WESTERLY – Washington Trust Bancorp Inc., the parent company of The Washington Trust Co., on Monday reported a net income of $10.9 million in the first quarter of 2024, down 14.8% from the $12.8 million profit it posted in the same period a year ago because of a higher interest expense on deposits.
Earnings per diluted share were 64 cents, down from 76 cents in the first quarter of 2023.
Total revenue for the bank – net interest income and noninterest income – amounted to $102.4 million for the first quarter, up 24% from the $82 million brought in during the same quarter a year ago.
Revenue increased mostly on interest and fee income on loans, which increased $15.9 million
– or 26%
– year over year to $75.6 million in the first quarter. Also, the bank saw its mortgage banking revenue double to $2.5 million from $1.25 million in the same period a year ago.
At the same time, however, total interest expense jumped 70% year over year to $53.6 million from $31.6 million.
"Washington Trust's first quarter performance reflects the importance of our diversified business model, as we were able to generate solid noninterest income while faced with continued margin pressure associated with higher funding costs," said Edward O. Handy III, Washington Trust CEO and chairman.

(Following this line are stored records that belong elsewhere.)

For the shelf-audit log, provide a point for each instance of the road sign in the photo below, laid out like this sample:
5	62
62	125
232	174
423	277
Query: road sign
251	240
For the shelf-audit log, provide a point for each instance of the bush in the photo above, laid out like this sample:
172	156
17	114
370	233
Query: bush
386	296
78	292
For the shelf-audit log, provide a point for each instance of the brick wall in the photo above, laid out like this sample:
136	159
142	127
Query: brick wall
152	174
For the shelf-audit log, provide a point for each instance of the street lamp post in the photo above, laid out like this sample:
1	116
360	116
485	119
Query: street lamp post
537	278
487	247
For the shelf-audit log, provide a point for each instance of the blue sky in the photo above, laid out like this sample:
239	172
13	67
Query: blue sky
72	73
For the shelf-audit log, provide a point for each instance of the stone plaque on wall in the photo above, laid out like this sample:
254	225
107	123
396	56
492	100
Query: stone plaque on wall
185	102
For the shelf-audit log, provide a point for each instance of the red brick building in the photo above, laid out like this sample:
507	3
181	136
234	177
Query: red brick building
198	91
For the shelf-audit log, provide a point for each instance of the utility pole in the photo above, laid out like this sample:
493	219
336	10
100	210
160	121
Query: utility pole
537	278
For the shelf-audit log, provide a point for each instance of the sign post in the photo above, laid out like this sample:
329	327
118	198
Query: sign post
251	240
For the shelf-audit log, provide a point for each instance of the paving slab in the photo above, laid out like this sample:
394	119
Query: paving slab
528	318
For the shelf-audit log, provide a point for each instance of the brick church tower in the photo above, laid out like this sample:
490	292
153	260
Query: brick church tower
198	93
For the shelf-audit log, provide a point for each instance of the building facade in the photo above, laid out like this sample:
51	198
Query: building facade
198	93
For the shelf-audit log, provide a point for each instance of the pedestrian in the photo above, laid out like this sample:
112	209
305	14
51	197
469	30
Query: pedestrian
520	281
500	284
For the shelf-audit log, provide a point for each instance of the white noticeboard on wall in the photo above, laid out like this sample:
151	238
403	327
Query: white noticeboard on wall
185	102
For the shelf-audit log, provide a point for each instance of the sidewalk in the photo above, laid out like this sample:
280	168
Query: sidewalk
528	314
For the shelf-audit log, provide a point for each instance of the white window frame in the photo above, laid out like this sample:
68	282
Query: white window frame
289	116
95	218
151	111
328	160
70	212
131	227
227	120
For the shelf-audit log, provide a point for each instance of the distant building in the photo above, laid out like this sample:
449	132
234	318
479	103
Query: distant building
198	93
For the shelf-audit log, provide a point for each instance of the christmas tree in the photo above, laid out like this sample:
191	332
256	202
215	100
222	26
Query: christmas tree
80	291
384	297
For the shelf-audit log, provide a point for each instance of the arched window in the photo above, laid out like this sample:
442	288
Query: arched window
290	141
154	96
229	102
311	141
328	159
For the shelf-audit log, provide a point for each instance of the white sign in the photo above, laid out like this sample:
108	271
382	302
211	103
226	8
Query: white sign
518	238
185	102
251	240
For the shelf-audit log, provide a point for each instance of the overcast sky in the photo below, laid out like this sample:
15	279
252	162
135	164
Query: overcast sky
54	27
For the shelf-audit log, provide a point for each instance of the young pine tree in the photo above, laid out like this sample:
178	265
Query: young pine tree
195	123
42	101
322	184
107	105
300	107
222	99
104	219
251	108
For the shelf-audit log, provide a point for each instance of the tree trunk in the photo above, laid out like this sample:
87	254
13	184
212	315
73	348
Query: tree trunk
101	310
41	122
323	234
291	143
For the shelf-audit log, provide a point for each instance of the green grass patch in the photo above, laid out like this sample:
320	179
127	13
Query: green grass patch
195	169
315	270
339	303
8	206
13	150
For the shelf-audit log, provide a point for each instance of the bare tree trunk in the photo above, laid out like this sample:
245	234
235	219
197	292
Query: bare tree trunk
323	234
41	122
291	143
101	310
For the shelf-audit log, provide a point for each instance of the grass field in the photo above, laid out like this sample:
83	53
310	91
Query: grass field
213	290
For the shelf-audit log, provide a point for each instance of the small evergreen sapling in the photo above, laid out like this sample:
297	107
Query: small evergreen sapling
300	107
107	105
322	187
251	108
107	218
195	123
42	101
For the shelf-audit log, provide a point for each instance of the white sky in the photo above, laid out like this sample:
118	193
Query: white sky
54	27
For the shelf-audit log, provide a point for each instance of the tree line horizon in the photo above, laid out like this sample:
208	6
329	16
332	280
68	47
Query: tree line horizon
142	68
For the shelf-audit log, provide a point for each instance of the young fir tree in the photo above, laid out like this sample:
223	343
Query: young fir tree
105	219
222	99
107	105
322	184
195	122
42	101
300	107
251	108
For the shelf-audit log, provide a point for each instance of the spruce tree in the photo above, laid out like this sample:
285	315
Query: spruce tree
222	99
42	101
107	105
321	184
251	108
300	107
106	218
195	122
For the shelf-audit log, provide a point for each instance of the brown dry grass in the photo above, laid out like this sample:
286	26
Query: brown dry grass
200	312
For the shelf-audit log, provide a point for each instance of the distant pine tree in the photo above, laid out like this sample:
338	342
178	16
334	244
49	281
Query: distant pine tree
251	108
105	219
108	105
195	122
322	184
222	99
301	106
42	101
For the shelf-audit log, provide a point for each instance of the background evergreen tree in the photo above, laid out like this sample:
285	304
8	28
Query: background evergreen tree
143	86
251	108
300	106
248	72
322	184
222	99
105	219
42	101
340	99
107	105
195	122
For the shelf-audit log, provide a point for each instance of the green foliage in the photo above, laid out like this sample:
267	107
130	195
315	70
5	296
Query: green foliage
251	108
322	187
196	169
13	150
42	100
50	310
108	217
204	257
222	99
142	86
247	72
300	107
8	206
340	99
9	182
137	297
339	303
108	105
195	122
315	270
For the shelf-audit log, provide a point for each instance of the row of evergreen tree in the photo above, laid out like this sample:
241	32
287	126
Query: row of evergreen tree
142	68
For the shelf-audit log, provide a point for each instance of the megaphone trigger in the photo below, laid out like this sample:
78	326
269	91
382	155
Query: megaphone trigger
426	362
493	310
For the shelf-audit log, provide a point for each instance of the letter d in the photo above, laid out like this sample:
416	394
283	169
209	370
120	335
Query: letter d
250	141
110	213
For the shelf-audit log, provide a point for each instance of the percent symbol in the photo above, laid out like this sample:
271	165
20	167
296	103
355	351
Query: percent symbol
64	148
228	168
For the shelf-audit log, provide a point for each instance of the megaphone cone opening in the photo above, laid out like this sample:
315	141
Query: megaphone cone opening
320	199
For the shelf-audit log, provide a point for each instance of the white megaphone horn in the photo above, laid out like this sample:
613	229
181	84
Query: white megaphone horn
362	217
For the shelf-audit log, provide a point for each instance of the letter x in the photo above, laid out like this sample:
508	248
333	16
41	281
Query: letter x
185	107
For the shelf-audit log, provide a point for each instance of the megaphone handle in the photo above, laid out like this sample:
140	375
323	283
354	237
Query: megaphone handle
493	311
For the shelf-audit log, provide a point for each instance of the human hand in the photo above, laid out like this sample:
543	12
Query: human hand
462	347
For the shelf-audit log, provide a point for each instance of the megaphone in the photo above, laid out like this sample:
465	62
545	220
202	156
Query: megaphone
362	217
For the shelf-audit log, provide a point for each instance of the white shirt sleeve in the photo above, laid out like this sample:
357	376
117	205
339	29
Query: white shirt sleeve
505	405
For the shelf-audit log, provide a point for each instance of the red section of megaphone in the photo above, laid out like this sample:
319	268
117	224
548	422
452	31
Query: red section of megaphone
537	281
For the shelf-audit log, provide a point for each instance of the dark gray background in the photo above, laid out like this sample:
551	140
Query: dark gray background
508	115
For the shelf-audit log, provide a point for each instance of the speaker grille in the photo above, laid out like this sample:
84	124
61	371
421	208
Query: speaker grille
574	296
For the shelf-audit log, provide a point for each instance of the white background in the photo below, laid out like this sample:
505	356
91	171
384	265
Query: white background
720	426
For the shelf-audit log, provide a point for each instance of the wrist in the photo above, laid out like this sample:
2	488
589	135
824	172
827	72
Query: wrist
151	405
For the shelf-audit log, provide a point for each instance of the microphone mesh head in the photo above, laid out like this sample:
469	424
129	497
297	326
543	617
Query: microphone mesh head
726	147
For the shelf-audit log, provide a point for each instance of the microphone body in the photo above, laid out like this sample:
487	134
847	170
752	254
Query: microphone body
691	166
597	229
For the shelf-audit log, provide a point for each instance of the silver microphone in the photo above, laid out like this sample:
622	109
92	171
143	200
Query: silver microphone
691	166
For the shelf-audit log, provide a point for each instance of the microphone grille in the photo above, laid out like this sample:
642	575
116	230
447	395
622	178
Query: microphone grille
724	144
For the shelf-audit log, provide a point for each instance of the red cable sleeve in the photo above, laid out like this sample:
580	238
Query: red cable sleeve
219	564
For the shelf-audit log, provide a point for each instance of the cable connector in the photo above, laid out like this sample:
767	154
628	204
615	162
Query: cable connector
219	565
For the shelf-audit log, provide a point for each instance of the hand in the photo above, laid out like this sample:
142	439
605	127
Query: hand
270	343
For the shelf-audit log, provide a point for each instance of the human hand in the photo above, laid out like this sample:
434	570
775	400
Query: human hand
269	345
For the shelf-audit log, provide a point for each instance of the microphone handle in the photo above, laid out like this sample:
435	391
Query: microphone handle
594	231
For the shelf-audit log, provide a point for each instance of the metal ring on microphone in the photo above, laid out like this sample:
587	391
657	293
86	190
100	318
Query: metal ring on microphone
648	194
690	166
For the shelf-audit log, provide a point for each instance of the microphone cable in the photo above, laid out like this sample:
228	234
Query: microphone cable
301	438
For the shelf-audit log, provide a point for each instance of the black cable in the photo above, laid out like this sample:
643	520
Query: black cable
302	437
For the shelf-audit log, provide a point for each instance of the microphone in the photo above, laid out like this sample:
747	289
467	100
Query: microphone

Wealth management revenues increased 7.5% year over from $8.7 million reported in the first quarter of 2023 to $9.3 million posted in the first three months of 2024.
Net interest margin – a key metric – was 1.84%, down from 2.47% reported a year ago.
In-market deposits increased 0.3% year over year to $4.67 billion compared with $4.65 billion in the first quarter of 2023.
Total deposits amounted to $5.3 billion in the first quarter, a slight increase from the $5.2 million reported a year prior.
Noninterest income at Washington Trust in the quarter was $17.2 million, an increase from $13.3 million reported in the first quarter of 2023.
Noninterest expense totaled $34.3 for the first quarter of 2024, up slightly year over year from $33.6 million in the first quarter of 2023.
Total loans amounted to $5.7 billion, up 8.7% year over year.
Meanwhile, Washington Trust's asset quality showed signs of stabilizing.
The percentage of nonaccrual loans – typically those more than 90 days overdue – was 0.54% in the first quarter, more than double the 0.21% ratio a year ago but down from 0.79% in the fourth quarter of 2023.
"We remain focused on managing the balance sheet, maintaining credit quality, and prudently overseeing expenses to ensure we are adequately positioned to meet the challenges ahead," Handy said.